Furthermore, the side-mounted position of the orbiter increased the likelihood it would be hit by foam insulation falling off the liquid fuel tank during liftoff. In fact, a piece of insulation hit the leading edge of Columbia's left wing, damaging the thermal protection system. When it came time to return to Earth, the inside of the wing super-heated and the spacecraft broke apart.

Why are the shuttles being retired?

In January of 2004, then U.S. president George W. Bush announced his decision to retire the space shuttles as part of a plan to send astronauts back to the moon. They would remain in service only long enough to finish work on the International Space Station. Ending the shuttle program would free up cash so NASA would have the money for the new lunar venture without requiring a big budget increase.

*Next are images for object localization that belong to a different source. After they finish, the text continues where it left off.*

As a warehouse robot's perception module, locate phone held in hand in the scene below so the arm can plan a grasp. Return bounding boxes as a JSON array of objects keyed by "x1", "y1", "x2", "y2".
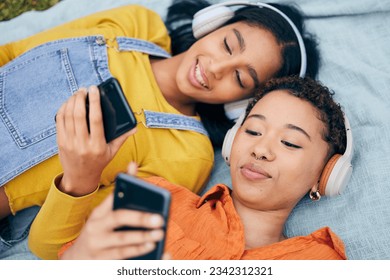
[
  {"x1": 86, "y1": 78, "x2": 137, "y2": 143},
  {"x1": 114, "y1": 173, "x2": 171, "y2": 260}
]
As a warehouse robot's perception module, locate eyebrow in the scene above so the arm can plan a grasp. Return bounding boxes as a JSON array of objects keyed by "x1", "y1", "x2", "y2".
[
  {"x1": 247, "y1": 114, "x2": 311, "y2": 141},
  {"x1": 233, "y1": 28, "x2": 260, "y2": 88}
]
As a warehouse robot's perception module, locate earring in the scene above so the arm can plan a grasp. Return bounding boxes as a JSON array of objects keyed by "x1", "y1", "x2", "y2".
[{"x1": 309, "y1": 189, "x2": 321, "y2": 201}]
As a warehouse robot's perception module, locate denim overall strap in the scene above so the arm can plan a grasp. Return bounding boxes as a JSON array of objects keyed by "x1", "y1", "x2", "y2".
[
  {"x1": 116, "y1": 37, "x2": 171, "y2": 58},
  {"x1": 116, "y1": 37, "x2": 208, "y2": 136},
  {"x1": 144, "y1": 110, "x2": 208, "y2": 136}
]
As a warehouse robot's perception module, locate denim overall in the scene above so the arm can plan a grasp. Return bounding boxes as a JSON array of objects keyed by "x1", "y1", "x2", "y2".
[{"x1": 0, "y1": 36, "x2": 207, "y2": 186}]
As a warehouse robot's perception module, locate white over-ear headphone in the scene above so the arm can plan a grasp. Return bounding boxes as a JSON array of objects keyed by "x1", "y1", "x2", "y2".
[
  {"x1": 192, "y1": 1, "x2": 307, "y2": 120},
  {"x1": 222, "y1": 109, "x2": 353, "y2": 196}
]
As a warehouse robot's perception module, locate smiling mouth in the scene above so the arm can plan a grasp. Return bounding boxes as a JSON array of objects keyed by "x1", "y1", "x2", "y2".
[
  {"x1": 241, "y1": 164, "x2": 272, "y2": 180},
  {"x1": 195, "y1": 62, "x2": 209, "y2": 89}
]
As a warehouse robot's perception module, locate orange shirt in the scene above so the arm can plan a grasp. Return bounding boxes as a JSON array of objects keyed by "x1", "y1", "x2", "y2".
[{"x1": 61, "y1": 177, "x2": 346, "y2": 260}]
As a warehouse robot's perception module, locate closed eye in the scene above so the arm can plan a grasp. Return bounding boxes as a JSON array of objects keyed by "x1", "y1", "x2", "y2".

Since that decision was made, however, President Barack Obama has axed Mr. Bush's space plans, which were already running behind schedule and over budget. Mr. Obama did not grant a reprieve to the shuttles. Instead, he has created financial incentives to encourage industry to build new rocket ships that will take American astronauts into orbit. It's hoped the private sector will be able to achieve what NASA failed to do: make space travel an affordable and commonplace experience.

In the meantime, American astronauts will be renting seats aboard Russian Soyuz rockets to get to and from the space station.

Why are they important?

Many space experts note that the shuttles did not live up to their billing. But the astronauts who flew on them cherished the experience - despite the risks.

"It has been a tremendous human invention that has opened the door of space to us," said Canadian astronaut Chris Hadfield. Service missions by shuttle astronauts have kept alive the famed Hubble Space Telescope, which provided dazzling images of the universe. (And don't forget Canada's shuttle contribution, the robotic Canadarm, which made it possible to capture and release the orbiting satellite.)

The shuttles also played an instrumental role in building the $100-billion International Space Station, which showed that many diverse nations - even former adversaries - can work together for a common good. Mr. Hadfield calls the shuttle "the great lifter of humanity."

Almost 70 per cent of the 523 people who have ventured into space since Yuri Gagarin's historic first orbit 50 years ago flew on the shuttle. Much of what has been learned in 30 years of operating the shuttles will prove useful in humankind's outward journey into space.